InterviewCash war King

Diebold Nixdorf-Chef Andy Mattes
Diebold Nixdorf-Chef Andy Mattes
© Patrick Desbrosses

Andy Mattes ist einer der wenigen Deutschen, die es in den USA auf den Chefposten eines Konzerns geschafft haben. Der frühere Siemens-Manager lebt seit Ende der 80er-Jahre auf der anderen Seite des Atlantiks, seit 2011 arbeitet er bei Diebold, dem US-Hersteller von Geldautomaten. Im vergangenen Jahr übernahm Diebold den deutschen Konkurrenten Nixdorf für umgerechnet gut 1,7 Mrd. Euro. Der Konzern macht zusammen knapp 5 Mrd. Euro Umsatz und beschäftigt weltweit 25.000 Mitarbeiter.

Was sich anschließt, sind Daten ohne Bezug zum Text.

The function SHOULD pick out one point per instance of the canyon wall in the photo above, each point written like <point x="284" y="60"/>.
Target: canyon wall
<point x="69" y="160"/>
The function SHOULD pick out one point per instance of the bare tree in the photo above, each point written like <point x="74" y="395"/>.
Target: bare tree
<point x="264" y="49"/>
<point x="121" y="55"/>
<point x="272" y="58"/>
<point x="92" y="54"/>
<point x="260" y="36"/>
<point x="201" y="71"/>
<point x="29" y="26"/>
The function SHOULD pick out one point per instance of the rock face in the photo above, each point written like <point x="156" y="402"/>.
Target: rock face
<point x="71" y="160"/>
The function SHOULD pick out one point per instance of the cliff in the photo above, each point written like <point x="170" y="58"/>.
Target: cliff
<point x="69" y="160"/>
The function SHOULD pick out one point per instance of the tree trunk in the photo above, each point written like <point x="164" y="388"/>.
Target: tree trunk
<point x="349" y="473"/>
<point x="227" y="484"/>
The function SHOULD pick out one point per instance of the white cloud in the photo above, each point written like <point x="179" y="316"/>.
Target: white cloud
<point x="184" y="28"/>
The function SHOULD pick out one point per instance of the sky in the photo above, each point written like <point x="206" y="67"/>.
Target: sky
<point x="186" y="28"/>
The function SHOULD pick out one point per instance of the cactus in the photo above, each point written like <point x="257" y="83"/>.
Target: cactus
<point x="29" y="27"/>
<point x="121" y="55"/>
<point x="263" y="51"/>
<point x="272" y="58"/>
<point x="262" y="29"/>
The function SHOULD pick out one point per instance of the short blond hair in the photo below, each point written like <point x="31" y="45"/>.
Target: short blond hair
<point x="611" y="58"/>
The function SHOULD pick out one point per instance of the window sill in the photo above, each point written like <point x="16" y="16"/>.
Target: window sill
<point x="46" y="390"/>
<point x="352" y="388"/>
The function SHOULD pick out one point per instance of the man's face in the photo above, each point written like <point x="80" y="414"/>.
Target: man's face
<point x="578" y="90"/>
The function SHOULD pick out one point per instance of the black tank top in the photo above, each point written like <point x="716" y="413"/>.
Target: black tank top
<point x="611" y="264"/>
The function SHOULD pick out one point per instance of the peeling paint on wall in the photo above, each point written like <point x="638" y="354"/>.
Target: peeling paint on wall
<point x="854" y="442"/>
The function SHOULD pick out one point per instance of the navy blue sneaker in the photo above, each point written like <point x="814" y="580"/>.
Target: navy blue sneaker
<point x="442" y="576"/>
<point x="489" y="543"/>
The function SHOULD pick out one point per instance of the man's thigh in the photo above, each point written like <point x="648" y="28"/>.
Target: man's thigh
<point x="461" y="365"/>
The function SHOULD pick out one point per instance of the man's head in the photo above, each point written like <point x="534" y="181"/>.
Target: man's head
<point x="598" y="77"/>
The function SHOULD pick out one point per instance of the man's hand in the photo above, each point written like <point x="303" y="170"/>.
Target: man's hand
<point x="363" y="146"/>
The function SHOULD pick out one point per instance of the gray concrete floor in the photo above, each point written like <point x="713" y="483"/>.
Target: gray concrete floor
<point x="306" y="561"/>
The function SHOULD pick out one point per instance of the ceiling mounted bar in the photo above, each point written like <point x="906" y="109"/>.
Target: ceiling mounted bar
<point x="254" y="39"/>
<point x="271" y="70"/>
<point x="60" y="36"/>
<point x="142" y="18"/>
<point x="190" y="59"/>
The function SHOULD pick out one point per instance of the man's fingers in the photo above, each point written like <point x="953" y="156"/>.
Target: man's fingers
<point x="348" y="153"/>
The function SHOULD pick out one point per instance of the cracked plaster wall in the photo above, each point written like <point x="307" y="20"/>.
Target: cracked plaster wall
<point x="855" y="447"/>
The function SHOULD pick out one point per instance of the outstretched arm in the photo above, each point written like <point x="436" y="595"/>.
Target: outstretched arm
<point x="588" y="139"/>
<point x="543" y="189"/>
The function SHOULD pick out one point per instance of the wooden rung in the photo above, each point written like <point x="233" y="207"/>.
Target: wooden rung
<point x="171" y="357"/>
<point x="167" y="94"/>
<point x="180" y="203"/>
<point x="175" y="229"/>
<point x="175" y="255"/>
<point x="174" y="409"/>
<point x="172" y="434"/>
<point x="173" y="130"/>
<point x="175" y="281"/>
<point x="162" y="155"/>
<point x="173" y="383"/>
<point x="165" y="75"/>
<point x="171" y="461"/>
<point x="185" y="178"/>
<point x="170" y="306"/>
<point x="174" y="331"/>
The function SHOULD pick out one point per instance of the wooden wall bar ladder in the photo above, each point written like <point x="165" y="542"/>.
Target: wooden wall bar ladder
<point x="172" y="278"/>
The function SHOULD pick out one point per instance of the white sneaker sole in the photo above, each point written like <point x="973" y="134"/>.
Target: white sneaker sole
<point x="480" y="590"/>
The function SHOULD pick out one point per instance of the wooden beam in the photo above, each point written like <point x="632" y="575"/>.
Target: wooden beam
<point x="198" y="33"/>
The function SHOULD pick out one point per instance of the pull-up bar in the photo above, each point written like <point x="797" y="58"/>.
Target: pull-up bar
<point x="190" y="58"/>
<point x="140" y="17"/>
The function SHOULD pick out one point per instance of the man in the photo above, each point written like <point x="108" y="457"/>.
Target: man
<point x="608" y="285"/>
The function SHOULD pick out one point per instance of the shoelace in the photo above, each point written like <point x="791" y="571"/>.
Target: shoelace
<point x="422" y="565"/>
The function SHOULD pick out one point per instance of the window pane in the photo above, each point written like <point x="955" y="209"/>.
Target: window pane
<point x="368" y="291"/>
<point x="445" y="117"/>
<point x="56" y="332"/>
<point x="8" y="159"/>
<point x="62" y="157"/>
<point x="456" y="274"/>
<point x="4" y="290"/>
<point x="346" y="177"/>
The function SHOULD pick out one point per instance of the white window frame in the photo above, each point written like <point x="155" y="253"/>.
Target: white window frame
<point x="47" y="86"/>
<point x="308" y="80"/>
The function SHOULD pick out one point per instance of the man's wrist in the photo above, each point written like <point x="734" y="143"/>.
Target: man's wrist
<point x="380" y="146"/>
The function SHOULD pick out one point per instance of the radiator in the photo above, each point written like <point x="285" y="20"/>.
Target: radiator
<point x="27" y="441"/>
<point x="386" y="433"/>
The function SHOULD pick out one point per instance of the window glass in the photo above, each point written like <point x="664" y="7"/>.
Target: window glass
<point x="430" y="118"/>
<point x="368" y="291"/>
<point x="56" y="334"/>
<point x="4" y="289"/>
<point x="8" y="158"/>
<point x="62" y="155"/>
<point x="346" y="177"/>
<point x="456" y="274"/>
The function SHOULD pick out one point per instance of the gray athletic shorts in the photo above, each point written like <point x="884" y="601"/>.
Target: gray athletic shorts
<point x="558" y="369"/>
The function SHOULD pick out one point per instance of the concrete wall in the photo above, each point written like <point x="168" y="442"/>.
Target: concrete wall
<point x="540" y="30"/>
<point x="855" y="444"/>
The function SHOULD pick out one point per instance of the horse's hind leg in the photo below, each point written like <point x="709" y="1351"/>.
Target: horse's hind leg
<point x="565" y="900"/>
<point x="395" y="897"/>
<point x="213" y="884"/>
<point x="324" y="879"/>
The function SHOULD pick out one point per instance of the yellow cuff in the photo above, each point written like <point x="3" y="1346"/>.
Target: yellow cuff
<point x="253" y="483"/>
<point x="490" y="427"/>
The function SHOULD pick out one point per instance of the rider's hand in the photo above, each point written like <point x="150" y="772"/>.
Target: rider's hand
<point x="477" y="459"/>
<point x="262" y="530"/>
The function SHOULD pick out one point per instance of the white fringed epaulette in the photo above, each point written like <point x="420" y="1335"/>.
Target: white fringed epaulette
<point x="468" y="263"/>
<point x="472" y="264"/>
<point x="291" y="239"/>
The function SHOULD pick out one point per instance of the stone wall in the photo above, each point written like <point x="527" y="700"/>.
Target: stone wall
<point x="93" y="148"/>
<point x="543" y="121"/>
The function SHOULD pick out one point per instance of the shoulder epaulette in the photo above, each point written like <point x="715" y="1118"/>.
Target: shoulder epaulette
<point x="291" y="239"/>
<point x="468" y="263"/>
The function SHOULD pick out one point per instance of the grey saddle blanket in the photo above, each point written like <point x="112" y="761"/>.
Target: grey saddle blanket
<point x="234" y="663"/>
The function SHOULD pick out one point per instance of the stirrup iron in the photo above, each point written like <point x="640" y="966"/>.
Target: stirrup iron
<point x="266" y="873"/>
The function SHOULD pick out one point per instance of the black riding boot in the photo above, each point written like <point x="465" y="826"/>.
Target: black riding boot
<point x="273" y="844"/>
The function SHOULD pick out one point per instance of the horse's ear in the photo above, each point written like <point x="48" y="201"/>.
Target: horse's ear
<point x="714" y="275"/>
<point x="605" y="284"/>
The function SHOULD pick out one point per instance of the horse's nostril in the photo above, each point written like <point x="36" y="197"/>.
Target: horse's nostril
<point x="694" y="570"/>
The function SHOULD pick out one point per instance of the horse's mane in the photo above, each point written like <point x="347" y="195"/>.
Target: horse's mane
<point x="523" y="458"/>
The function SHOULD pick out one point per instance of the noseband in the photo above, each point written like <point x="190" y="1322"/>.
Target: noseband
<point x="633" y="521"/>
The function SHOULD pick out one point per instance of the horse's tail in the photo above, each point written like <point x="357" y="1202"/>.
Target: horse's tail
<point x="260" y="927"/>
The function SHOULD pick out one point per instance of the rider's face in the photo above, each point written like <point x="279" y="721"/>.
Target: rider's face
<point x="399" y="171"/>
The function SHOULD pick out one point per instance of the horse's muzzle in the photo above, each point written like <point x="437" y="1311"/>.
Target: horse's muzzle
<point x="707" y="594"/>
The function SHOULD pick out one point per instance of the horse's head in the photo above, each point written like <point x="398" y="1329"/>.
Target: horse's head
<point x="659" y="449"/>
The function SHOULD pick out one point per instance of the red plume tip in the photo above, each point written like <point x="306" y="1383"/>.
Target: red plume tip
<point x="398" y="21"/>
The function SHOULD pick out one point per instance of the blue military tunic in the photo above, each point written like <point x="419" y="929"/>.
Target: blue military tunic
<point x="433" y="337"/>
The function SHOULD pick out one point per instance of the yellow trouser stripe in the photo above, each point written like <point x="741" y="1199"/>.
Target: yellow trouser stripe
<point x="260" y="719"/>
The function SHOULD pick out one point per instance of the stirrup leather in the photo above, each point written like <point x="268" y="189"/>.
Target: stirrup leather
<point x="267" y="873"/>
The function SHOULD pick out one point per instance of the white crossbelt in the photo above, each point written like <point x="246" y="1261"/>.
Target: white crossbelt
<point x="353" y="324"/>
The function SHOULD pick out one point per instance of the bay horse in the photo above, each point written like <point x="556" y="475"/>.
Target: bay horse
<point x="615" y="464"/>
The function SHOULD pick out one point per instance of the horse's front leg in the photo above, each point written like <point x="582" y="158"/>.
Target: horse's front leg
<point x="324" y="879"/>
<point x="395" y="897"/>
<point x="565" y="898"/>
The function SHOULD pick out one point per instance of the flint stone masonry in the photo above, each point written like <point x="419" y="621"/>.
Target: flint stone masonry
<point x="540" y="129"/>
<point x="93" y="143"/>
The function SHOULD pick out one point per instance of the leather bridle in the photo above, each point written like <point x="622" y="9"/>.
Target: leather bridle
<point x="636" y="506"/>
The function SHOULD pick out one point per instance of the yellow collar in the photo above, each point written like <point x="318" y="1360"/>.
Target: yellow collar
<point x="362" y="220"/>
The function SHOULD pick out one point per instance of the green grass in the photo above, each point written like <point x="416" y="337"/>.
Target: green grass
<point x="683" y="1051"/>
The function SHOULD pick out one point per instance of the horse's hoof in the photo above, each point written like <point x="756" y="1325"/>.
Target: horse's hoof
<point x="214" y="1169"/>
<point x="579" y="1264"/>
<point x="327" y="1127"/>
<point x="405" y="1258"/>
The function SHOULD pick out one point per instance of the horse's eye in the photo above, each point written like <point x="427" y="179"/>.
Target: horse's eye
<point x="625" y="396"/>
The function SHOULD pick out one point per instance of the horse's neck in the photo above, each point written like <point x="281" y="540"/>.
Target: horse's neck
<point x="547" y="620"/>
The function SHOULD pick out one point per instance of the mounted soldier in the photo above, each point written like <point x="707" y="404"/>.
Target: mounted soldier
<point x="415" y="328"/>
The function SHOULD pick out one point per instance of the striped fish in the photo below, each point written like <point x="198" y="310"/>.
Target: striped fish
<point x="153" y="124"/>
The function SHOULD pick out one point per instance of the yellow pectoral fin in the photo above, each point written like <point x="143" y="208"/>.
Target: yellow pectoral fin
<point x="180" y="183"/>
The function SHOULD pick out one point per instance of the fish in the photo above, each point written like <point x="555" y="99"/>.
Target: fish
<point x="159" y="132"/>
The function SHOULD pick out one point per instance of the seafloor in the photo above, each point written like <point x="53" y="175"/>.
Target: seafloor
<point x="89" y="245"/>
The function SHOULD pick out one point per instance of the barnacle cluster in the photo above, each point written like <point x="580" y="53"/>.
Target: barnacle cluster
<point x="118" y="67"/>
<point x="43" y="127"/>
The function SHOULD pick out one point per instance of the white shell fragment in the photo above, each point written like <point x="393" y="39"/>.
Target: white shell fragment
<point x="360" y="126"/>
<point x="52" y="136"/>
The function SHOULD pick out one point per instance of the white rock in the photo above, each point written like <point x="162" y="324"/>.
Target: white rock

Herr Mattes, mit Diebold Nixdorf befinden Sie sich im Auge eines Orkans, der die ganze Bankenbranche hart trifft. Ist das eigentlich spannend, oder würden Sie lieber einfach 50 Jahre Bankautomat feiern?

Nein, der Wandel ist sehr spannend. Ich habe selten eine Branche gesehen, die sich so sehr verändert wie im Moment die Finanzbranche. Und da nicht nur dabei zu sein, sondern selbst den Wandel voranzutreiben und neue Geschäftsmodelle für uns, aber auch für unsere Kunden zu entwickeln, ist eine tolle Herausforderung.

Was machen Sie eigentlich, wenn die Menschen immer weniger Bargeld brauchen?

Na ja, bezahlen müssen sie trotzdem, und da kommen wir ins Spiel. Nicht mit klassischen Geldautomaten, sondern mit einer Vielzahl neuer Möglichkeiten, beispielsweise damit, Rechnungen am Geldautomaten zu bezahlen. Zum einen werden die Automaten immer intelligenter, und das bedeutet mehr Service und Software. Zum anderen bieten wir Banken und Händlern immer mehr Dienstleistungen an.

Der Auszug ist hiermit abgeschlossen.